At the same time, CEO John Chambers, speaking on today's earnings call, laid out Cisco's game plan to prepare for the eventual recovery of the global economy. Chambers continues to tell investors that Cisco has come out of each downturn stronger than before.
Cisco is putting a freeze on hiring, but Chambers made no mention of layoffs.
One key here is that Cisco's first quarter included October, the month when the U.S. economy really slumped. That makes Cisco one of the first technology companies to report what happened in October -- and it wasn't pretty.
In August, Cisco was seeing an order rate 7 percent higher than it had a year earlier. By October, orders were down 9 percent from the previous year.
That means pain. Cisco says its second-quarter revenues will fall 5 to 10 percent compared with a year ago. That's a range of $8.8 billion to $9.3 billion, compared with the $10.3 billion analysts were predicting, according to Reuters Research .

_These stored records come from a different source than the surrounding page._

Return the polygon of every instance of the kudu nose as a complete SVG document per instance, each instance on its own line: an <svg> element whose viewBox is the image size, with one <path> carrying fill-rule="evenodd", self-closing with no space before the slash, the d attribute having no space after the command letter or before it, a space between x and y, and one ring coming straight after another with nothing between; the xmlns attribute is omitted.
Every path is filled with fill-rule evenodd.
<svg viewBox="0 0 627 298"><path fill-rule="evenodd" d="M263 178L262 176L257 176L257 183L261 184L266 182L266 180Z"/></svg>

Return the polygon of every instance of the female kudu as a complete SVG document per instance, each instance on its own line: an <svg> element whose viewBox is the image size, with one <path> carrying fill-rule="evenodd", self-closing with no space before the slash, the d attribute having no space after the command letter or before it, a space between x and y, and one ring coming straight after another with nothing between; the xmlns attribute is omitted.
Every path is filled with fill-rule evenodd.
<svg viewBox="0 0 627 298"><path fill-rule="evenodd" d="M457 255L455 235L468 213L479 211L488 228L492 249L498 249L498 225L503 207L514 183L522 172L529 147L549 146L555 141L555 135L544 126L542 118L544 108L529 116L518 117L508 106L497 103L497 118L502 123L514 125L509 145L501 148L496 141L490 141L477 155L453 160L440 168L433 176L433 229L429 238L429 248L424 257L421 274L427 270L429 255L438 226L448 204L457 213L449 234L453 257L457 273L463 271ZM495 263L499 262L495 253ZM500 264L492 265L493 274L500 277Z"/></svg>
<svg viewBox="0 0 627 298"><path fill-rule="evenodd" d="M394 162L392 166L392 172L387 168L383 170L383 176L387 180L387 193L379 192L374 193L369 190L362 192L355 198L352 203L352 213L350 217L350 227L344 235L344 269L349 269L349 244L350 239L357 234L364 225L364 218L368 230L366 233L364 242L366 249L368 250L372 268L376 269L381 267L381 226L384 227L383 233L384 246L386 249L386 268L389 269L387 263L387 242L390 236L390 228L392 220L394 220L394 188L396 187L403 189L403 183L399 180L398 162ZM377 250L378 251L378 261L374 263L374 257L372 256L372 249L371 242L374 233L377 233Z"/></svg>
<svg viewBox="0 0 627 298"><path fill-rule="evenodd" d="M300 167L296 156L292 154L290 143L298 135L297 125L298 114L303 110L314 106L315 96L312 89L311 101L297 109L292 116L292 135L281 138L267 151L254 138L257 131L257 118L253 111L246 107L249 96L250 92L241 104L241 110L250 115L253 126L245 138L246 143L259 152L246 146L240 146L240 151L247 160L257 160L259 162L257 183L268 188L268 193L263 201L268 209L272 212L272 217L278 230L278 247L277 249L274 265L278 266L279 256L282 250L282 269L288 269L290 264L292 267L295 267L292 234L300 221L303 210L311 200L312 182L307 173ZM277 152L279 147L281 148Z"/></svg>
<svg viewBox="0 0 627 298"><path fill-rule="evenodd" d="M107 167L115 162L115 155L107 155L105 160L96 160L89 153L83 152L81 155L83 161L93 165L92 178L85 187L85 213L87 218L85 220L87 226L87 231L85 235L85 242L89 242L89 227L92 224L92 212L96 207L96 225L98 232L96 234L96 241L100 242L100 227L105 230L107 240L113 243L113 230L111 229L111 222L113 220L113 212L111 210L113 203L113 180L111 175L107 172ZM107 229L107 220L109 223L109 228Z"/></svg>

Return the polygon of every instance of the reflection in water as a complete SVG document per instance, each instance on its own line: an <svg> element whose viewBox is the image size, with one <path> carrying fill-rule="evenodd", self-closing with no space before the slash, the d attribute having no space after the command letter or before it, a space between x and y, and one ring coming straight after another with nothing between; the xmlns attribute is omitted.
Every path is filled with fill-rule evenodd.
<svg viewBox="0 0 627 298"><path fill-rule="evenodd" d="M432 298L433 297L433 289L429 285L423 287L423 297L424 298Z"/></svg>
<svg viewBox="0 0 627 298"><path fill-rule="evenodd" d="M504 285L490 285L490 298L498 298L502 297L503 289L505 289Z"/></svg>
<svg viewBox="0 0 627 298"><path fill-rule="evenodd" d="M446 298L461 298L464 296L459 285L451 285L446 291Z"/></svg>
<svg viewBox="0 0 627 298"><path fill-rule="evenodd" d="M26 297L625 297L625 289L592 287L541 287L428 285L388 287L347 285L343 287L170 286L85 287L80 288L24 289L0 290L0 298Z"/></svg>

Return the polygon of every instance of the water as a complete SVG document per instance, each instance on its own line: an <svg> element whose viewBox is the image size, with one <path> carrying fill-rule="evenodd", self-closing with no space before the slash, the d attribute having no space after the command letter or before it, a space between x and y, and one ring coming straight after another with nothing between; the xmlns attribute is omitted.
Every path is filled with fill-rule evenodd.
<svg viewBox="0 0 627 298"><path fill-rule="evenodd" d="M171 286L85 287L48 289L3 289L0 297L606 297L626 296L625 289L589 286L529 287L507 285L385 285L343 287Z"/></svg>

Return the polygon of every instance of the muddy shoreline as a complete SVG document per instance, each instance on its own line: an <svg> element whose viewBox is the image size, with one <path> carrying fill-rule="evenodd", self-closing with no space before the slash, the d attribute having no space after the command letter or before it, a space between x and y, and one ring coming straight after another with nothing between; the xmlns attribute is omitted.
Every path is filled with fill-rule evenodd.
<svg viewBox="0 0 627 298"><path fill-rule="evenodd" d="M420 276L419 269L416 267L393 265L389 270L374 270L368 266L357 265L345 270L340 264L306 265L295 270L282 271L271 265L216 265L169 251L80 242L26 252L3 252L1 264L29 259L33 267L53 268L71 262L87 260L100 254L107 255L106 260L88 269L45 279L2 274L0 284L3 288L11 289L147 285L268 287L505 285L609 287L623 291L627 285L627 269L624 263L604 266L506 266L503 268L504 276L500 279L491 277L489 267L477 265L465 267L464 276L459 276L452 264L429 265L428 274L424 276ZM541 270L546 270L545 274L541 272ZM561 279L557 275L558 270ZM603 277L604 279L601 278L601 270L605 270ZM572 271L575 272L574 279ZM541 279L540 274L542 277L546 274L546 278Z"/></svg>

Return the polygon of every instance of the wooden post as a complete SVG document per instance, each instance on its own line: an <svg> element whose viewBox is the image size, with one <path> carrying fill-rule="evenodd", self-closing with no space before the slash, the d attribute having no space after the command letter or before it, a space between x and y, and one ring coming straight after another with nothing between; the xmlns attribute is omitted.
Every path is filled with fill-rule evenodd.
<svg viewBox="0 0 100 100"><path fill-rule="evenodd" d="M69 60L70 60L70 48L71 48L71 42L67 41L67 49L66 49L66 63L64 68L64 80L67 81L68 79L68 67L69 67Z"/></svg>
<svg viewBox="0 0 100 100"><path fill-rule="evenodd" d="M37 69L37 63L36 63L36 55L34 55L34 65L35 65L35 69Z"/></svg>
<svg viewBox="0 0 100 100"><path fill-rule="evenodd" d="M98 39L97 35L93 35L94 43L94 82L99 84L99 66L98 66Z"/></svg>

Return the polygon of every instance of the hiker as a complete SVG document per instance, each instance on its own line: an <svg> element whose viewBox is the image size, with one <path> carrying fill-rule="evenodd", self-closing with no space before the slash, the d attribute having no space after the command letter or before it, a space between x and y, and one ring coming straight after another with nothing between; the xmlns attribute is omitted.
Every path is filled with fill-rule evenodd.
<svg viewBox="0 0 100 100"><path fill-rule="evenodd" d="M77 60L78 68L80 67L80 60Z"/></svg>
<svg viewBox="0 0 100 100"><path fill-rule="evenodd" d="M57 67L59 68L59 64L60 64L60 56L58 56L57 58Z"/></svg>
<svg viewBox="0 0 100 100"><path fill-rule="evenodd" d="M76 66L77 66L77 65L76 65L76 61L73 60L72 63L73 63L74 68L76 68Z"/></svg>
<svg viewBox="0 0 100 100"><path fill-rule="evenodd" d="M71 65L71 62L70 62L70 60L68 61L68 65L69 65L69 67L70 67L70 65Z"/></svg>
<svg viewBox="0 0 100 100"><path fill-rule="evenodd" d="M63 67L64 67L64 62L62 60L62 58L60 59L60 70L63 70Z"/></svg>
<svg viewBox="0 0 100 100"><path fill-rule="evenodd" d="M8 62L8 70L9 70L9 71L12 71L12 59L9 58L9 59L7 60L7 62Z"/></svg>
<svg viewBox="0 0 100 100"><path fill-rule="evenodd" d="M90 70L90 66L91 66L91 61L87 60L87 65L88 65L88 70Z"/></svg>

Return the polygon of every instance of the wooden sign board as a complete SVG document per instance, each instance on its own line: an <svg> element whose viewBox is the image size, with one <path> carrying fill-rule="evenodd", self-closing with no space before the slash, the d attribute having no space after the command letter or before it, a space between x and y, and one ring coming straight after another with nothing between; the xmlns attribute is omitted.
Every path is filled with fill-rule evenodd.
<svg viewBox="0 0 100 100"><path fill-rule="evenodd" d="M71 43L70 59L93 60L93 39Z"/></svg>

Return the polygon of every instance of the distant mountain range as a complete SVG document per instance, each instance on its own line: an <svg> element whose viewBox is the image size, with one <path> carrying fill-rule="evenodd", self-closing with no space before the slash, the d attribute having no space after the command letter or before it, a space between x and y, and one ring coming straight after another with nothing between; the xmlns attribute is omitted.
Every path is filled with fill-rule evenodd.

Cisco still clings to a long-term growth figure of 12 percent to 17 percent, presuming the economy eventually returns to normal. But Chambers's cocksure forecasts of last year are long gone. "This is probably the second most difficult time in my career in terms with my comfort with the forecast," he said.
So, what to do?
First, Chambers believes Cisco's strategies -- including big bets on collaboration and Web 2.0, and the rearranging of the company into councils and boards rather than a strict hierarchy, are still correct.
But Cisco will aim to cut $1 billion from its budget for fiscal 2009, which ends in July. Chambers listed several areas for cutbacks, including travel, events, and prototype marketing.
At the same time, Chambers wants to keep Cisco on the offensive. One area of investment will be the United States, where Cisco plans to pour money into adjacent markets that will eventually tie in with Cisco's networking products. "In our opinion, the U.S. will be the first to recover," he said.
Cisco also wants to cozy up to emerging countries including China and India, spending even more money in those areas. "Over time, we expect the majority of the world's GDP will come from these countries," Chambers said, noting that Cisco followed a strategy similar to this during the 1997 Asian financial crisis.
For its first quarter, which ended Oct. 25, Cisco's revenues landed on target, at $10.33 billion, slightly less than $10.36 billion last quarter. (See Cisco Reports Q1.)
In net income, Cisco reported $2.2 billion, or 37 cents per share, according to generally accepted accounting principles (GAAP). That's compared with $2 billion and 33 cents per share the previous quarter.
Cisco's non-GAAP net income of 42 cents per share beat Wall Street estimates by 3 cents.
During Cisco's earnings call, Reuters was reporting the company's stock was down 6 percent after-hours, after ending the day at $17.39 per share.